Hills Wanderer Magazine

The magic art of gardening

Lynn Elzinga-Henry in her Crafers garden.

Winding paths reveal secret gardens behind hedge walls, while colourful glass art glimmers in the sunlight, peaking out from behind an eclectic mix of natives, succulents, fruit trees, flowering bulbs, bamboo and medicinal herbs.
A textile artist who learned her craft in the 1970s working in a Japanese kimono factory, Lynn’s terraced garden, which she has dubbed Garden of Excentrix, was inspired by a desire to create a “magic” space.
I’ve always had a very vivid imagination and as part of my work as an artist I like to create little areas,” she said.
“So I always planned that and the way I garden is I’d start work on an area and when it didn’t work out I’d go to another area.
“But I always had a vision in my mind.”

Describing her garden as “wild and full of surprises”, Lynn compares it to the UK’s Lost Gardens of Heligan – which were abandoned after WW1 before being rediscovered in 1990.
“There are rooms – that sounds a bit formal, but the hedges make lots and lots of different little rooms and there’s many micro-climates,” she said.
“You can’t see all of the garden or much of it from anywhere – every time you turn a corner there’s a new area.”

Lynn moved to the two and a half acre property with her husband, Rob, two weeks before the 1983 Ash Wednesday bushfires which decimated the Adelaide Hills and are still remembered as some of the most devastating in Australia’s history.
The fire ripped through their property, leaving the home almost untouched, but destroying everything else in its path.
Just weeks later Easter lily bulbs, which had lain dormant beneath the soil’s surface, began to sprout – vibrant green shoots dotted between the grey ash film and charred tree trunk spikes.

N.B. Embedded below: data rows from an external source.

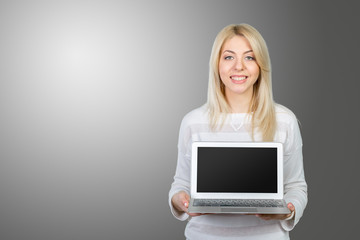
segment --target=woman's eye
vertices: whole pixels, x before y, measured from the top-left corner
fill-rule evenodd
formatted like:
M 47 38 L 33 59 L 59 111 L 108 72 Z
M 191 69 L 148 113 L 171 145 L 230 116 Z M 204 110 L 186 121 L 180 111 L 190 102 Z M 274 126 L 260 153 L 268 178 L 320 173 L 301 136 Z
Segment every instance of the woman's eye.
M 246 57 L 245 57 L 245 60 L 253 61 L 253 60 L 255 60 L 255 58 L 252 57 L 252 56 L 246 56 Z
M 231 59 L 234 59 L 234 57 L 233 56 L 226 56 L 224 59 L 225 60 L 231 60 Z

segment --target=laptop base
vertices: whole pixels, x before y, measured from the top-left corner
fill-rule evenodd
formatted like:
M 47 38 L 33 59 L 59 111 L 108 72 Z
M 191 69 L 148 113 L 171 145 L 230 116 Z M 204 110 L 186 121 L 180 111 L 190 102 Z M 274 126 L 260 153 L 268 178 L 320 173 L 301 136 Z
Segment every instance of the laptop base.
M 230 207 L 230 206 L 194 206 L 193 199 L 190 200 L 189 213 L 219 213 L 219 214 L 290 214 L 286 207 Z

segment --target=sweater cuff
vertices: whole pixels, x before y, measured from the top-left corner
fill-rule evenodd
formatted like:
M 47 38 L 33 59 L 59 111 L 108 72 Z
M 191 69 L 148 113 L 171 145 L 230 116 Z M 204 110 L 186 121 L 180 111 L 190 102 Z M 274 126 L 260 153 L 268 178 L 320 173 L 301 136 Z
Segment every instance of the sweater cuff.
M 283 229 L 285 231 L 291 231 L 294 229 L 295 225 L 299 222 L 300 220 L 300 204 L 298 203 L 298 201 L 296 201 L 295 199 L 292 199 L 291 202 L 294 207 L 295 207 L 295 216 L 293 216 L 291 219 L 285 219 L 285 220 L 281 220 L 280 224 L 283 227 Z
M 179 212 L 179 211 L 177 211 L 173 206 L 172 206 L 172 204 L 170 203 L 170 210 L 171 210 L 171 213 L 173 214 L 173 216 L 176 218 L 176 219 L 178 219 L 178 220 L 180 220 L 180 221 L 185 221 L 186 219 L 188 219 L 189 218 L 189 215 L 187 215 L 186 213 L 184 213 L 184 212 Z
M 169 206 L 170 206 L 170 210 L 171 210 L 172 215 L 173 215 L 176 219 L 178 219 L 178 220 L 180 220 L 180 221 L 185 221 L 185 220 L 187 220 L 187 219 L 189 218 L 189 215 L 188 215 L 187 213 L 185 213 L 185 212 L 179 212 L 179 211 L 176 210 L 176 209 L 174 208 L 174 206 L 172 205 L 172 203 L 171 203 L 171 198 L 172 198 L 173 195 L 174 195 L 174 193 L 170 193 L 170 194 L 169 194 Z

But it would be almost two years after those first green shoots peaked above the surface before Lynn and Rob had removed the scars of the fire from their property and begun creating their own retreat.
Lynn’s philosophy is to choose plant species that have purpose beyond their aesthetics – like medicinal herbs and fruiting trees – and work with the land to create a haven that is able to thrive without human intervention.
“I wanted my garden to have the permanence – to have really good bones so even if it was abandoned for many years you could still come back and see the fundamental structure and the majority of plants would have managed to survive.
“I have that philosophy if seedlings come up, if possible, I’ll try to keep them, because they’ve decided that’s a good place to grow, so who am I to say no.”

“I really don’t have a desire to make the garden appear formal.”
Presiding over the front of the property is an imposing decades-old oak tree, which was pronounced dead after the Ash Wednesday fire, but later sprung back to life.
Now the centrepiece of the front “room” of the garden, the tree is believed to have sprouted from an acorn brought from England by the then-Prince George – later King George V – when he visited South Australia with his wife Mary in 1901. “Ours is particularly beautiful because the trunk has separated at one point and then come together again at one point to form a little window.”
“It’s the most beautiful oak – the last to have the leaves fall and the first to get them and it has a canopy that covers a huge area that’s beautiful and cool in summer.

“But as you look up underneath each of those big branches they’re burnt, so they’ve got scars, so it just makes it more interesting.”
In bygone years Lynn and Rob have opened their gates to the public through the Open Gardens Scheme.
But while ill health means she no longer spends as much time working in her garden – or welcoming visitors – it’s still a place of retreat.
“Just being out in the garden inspires me,” she says.
“Even when I’m unwell, because I am unwell a lot, I can just walk around the garden – which I do every day – and just little things pop up and it’s really good for your feeling of wellbeing.”